Молодой человек так и залип у компьютера до самого позднего вечера, путешествовал по сети, смотрел, читал, развлекался, как мог, пока мать не позвала его к ужину, где, между остатком котлеты и пододвинутым ближе чаем, Никиту потревожил Леонид, обзванивающий участников предстоящей гулянки для последнего подтверждения. Мать ушла в гостиную, и сын смог пообщаться без свидетелей, затронуть вчерашний клуб, напомнить о заманчивом предложении.

– Я столкнулся нос к носу с ее амбалом на обратном пути, – говорил молодой человек, дожевывая ужин, – но сама она не приехала, в этом я убедился на сто процентов.

– И как он тебе? – спрашивал Леонид.

– Да ни как! Долговязый урод лет тридцати, с псориазом на щеках. Понятно, что лиши его тачки и бабок, она и плюнуть-то в его сторону побрезгует.

– Она, она… после безрезультатного вечера тебе, похоже, даже имя ее опротивело.

– А не надо обманывать, чопорная дура… – обиженно процедил Никита, подправляя женскую тему разговора в более приемлемое русло: – Слушай, а ты серьезно обещал познакомить меня с кем-нибудь из группы Юлии, или это так, для красного словца?

– В силе, брат, – согласился собеседник и, выдерживая многозначительную паузу, добавил пониженным, даже таинственным голосом: – Попробую, если захочешь.

– Раз спрашиваю, значит хочу. Почему ты так странно ответил? Ты и здесь надо мной постебаться решил?

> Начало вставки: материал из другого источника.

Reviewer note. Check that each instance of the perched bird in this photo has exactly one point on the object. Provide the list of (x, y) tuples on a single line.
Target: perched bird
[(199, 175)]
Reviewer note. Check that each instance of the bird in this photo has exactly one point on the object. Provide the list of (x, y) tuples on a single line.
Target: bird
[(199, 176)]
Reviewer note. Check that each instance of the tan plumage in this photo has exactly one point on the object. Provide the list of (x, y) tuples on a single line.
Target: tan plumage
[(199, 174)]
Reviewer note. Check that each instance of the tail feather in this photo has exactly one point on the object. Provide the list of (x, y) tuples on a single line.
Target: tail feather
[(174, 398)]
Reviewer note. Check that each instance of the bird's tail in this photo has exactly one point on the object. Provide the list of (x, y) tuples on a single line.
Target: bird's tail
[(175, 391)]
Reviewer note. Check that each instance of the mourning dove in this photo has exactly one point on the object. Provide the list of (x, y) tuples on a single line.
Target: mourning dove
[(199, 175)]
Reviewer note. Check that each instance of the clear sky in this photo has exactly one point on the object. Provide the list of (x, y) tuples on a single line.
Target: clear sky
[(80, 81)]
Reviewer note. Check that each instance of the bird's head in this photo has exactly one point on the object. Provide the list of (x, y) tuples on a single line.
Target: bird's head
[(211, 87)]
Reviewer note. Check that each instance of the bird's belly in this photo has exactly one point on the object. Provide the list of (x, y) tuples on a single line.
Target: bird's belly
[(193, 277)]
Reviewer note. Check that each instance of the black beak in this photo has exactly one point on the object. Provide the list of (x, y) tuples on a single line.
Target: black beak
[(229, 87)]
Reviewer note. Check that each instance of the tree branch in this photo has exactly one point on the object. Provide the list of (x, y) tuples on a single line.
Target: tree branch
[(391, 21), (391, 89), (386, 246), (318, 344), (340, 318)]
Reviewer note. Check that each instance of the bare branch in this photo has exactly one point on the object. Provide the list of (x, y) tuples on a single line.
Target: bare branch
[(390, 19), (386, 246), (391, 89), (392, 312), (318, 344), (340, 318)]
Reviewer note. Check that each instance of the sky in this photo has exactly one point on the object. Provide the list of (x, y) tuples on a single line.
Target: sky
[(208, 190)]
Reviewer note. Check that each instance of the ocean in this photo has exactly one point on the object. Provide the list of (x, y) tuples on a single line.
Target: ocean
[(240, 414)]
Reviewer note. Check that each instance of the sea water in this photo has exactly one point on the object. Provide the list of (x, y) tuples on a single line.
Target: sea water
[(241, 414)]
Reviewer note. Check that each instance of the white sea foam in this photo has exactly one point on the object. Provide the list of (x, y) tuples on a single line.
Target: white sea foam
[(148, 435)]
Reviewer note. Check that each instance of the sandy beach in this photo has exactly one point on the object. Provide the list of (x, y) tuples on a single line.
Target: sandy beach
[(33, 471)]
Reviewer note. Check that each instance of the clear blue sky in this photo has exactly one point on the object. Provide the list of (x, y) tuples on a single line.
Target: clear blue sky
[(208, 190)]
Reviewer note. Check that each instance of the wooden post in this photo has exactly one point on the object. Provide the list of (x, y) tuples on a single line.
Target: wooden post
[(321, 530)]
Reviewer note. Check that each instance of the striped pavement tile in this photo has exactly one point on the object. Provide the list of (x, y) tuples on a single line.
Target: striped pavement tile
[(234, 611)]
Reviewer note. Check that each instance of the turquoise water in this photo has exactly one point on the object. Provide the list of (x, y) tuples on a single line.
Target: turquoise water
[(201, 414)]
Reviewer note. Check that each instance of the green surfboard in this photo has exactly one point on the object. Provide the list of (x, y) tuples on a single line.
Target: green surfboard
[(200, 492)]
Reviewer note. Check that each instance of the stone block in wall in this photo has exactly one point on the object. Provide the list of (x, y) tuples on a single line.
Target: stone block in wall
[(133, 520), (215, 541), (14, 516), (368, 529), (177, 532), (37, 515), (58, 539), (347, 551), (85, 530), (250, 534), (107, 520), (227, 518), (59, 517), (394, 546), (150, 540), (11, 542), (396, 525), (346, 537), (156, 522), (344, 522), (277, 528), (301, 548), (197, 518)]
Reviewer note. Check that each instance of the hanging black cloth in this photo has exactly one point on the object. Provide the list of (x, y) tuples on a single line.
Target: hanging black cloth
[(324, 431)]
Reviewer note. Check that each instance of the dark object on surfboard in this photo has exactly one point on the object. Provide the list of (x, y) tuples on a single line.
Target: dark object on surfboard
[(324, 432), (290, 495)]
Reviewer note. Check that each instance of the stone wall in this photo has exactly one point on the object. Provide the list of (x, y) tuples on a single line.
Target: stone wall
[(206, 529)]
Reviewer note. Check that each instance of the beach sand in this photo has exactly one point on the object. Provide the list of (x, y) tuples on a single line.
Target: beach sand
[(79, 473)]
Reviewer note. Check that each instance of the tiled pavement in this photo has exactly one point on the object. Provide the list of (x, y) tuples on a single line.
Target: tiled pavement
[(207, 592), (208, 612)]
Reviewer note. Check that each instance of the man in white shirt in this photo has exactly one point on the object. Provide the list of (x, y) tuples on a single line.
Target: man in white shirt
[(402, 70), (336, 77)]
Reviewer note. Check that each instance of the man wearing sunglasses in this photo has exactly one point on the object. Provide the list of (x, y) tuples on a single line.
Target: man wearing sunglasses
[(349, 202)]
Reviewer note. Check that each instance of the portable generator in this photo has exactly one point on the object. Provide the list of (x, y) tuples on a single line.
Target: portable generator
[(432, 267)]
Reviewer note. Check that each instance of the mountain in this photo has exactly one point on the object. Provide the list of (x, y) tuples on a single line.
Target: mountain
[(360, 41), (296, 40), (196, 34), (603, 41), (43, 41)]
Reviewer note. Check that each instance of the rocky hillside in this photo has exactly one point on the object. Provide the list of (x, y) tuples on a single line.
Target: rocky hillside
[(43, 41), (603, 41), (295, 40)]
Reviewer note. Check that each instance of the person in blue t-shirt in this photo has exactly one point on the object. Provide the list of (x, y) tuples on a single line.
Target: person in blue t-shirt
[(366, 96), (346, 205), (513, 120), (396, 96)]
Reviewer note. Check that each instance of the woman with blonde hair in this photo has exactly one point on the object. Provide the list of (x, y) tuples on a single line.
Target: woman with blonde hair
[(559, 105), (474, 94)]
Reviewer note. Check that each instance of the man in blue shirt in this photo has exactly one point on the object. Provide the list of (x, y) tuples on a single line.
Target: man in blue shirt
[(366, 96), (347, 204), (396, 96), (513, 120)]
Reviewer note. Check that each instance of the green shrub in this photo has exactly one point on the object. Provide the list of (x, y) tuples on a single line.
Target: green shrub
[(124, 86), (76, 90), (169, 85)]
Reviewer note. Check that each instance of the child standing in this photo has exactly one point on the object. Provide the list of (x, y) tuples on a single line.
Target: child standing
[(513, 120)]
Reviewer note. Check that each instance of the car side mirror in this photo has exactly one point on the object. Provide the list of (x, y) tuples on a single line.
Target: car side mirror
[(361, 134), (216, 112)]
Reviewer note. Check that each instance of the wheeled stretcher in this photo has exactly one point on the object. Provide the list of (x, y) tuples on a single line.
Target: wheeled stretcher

– Перестань, Никит, чего ты злишься? Я же не виноват, что Крист… то есть, что она… – Леонид демонстративно выделил это местоимение – …не пришла! Если и обманула, то Юльку, я же с ней не общался. Чего молчишь?

– А что говорить? – пробурчал Никита. – Намекни хоть, кого ты мне подгонишь?

– Брюнеток любишь? – спросил Леонид.

– Смотря каких…

– Загадочных неформалок с грустными глазами. О таких еще пословицу придумали – в тихом омуте черти водятся.

– Кто же, интересно, в Б-2 под такие параметры подходит…

– Завтра и узнаешь, так как?

– Годится.

– Тогда до завтра, годильщик, или скорее гадильщик. Мне еще троих вызванивать, а ты все настроение изгадил.

– Сожалею, Лёнь, спасибо тебе!

– Лизоблюд…

Никита выключил телефон и усмехнулся через нос, вновь вспоминая Кристину.

"Да о чем расстраиваться?" – подумал молодой человек, сглаживая горькую мысль сладким чаем. – "Переживу, не в первой! Любовь мгновенно не приходит, это влюбленность, а она управляема".

Весь день Никита старался о Кристине не думать, и это почти получалось, но ночь, он знал, возьмет реванш, перенасытит этим смазливым личиком безуспешные попытки уснуть. И черные барашки на зеленой ферме запрыгают бесчисленной толпой, помогая забыться.

11

Тальман – лицо, ведущее подсчет груза при погрузке на судно и выгрузке с него.